The latest Route K toll road usage figures show overall traffic volumes are recovering from toll increases that came into effect on July 1.
Route K truck usage has recovered from the new tolls the city council introduced at the end of June, the latest figures show.
Car tolls rose from $1.50 to $2, heavy motor vehicles from $4 to $5. Twin axle trucks rose from $1.50 to $5.
Cars drivers have reacted to the 50 cent increase with volumes dropping from 4,223 in June before the toll increase took effect to 3,675 in July and 3,683 in August 2014. The car per day figures for the same three months in 2013 were 3,839, 3951 and 3959.
Councillor Rick Curach says the monthly figures show a 14 per cent drop in the car category caused by the toll increase.
Car numbers show an average 9 per cent growth in the first six months of 2014 compared with the same six month period in 2013.
“So if the toll remained the same for July and August 2014 then the car count would have been around 135,000 - but due to the toll increase, it is down to around 114,000,” says Rick.
“Therefore the drop seen in July and Aug 2014, due to the toll increase, is actually around 15.5 per cent.”
One figure that does not reflect pre toll increase rhetoric is the twin axle truck numbers.
Their daily figures show an unexplained peak in July. Twin axle truck numbers per day went from 60 in June, to 109 in July when the toll increased, and dropped back to 54 in August.

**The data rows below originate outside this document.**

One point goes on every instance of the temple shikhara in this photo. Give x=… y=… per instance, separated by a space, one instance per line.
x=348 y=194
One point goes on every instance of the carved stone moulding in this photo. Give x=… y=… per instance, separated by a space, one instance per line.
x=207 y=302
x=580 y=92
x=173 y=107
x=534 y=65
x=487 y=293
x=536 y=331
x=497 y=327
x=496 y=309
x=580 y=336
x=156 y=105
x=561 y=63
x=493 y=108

Last year’s figures over the same three months were 50, 47, and 48.
Truck Driver Sean Spalding promised a twin axle truck boycott of the new tolls, but the figures do not show that. Sean was unable to be contacted. Whether twin axle truck numbers will continue to be counted now they pay the same tolls as the three axle vehicles is not known.
Council’s Transportation Manager, Martin Parkes, says the slight decline in daily traffic volumes is broadly within the scenarios described to councillors during the Route K Toll Bylaw amendment process in February 2014.
Financial modelling at that time suggested a 10 per cent decline may occur following the toll increases, with recovery over a three-year period. Data from July and August following the toll increase indicates that full recovery may well occur within six months.
The city council’s previous classification by axle numbers allowed ten tonne trucks to pay the same as cars because they have the same number of axles, and has changed in line with the national standards which rates any vehicle requiring a class 2 licence or more as a heavy motor vehicle. Trailers are still free.